The decision was taken by the President of the Third Section of the Court, the Andorran judge, Josep Casadevall. Judge Casadevall went further in calling on both Ukraine and Russia to refrain from taking any measures, ‘in particular military actions’, which might breach the rights of civilians under the European Convention on Human Rights, including putting their life and health at risk, and calling on the states to comply with Articles 2 and 3 of the Convention. Both states are obliged to inform the Court as soon as possible of the measures they have taken in response.
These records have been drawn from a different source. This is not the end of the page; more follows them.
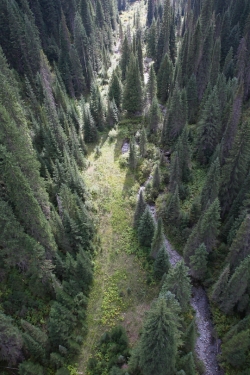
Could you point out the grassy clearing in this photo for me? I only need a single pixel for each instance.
(117, 267)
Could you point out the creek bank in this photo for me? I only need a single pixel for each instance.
(207, 347)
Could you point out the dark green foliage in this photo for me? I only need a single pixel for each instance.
(173, 208)
(198, 262)
(175, 173)
(220, 285)
(146, 228)
(151, 41)
(143, 142)
(189, 337)
(151, 85)
(164, 78)
(114, 346)
(175, 120)
(192, 99)
(178, 283)
(115, 90)
(140, 208)
(203, 73)
(208, 130)
(162, 264)
(125, 57)
(10, 341)
(30, 368)
(206, 15)
(236, 287)
(97, 107)
(154, 115)
(35, 341)
(187, 363)
(206, 230)
(156, 178)
(132, 155)
(235, 350)
(132, 97)
(215, 68)
(56, 360)
(210, 188)
(158, 238)
(157, 348)
(90, 131)
(235, 168)
(239, 249)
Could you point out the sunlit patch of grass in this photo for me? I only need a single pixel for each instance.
(119, 264)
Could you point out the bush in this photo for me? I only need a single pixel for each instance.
(112, 135)
(123, 160)
(56, 360)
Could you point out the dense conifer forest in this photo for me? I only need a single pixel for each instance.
(124, 187)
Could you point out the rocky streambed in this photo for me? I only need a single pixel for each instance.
(207, 346)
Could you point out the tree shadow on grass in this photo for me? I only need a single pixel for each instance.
(128, 183)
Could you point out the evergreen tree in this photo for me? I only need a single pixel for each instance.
(159, 340)
(235, 169)
(192, 99)
(30, 368)
(195, 50)
(139, 55)
(162, 264)
(236, 287)
(152, 41)
(163, 40)
(90, 131)
(158, 238)
(198, 262)
(205, 231)
(154, 115)
(146, 228)
(210, 188)
(151, 85)
(187, 363)
(215, 68)
(10, 341)
(221, 285)
(172, 41)
(225, 32)
(124, 57)
(150, 12)
(132, 98)
(176, 119)
(204, 68)
(115, 90)
(164, 78)
(140, 208)
(173, 208)
(132, 155)
(35, 340)
(208, 128)
(189, 337)
(156, 178)
(178, 283)
(143, 142)
(175, 173)
(239, 249)
(206, 15)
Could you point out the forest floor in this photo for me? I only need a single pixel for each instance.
(117, 268)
In spite of the Convention preamble’s exhortation to state parties to ensure its collective enforcement, the inter-state case procedure in Strasbourg remains a rarity. It may come as little surprise that Russia has been the respondent in the three most recent such cases, each of which has been brought by Georgia. Georgia v Russia (I) relates to the arrest and detention of the Georgian immigrant population in Russia in September 2006, following the arrest in Tbilisi of four Russian service personnel on espionage charges. More pertinently to the current events in Ukraine, Georgia v Russia (II) concerns the August 2008 conflict in South Ossetia and Abkhazia, in which Russia claims to have been defending the civilian population (Russian citizens who had been granted passports) in both regions against Georgian attacks (there are also at least 2,000 individual applications pending against one or other (or both) states). A third case brought by Georgia, relating to the detention of four Georgian minors in South Ossetia, was withdrawn after they were released in December 2009, following missions to the region by the Commissioner for Human Rights.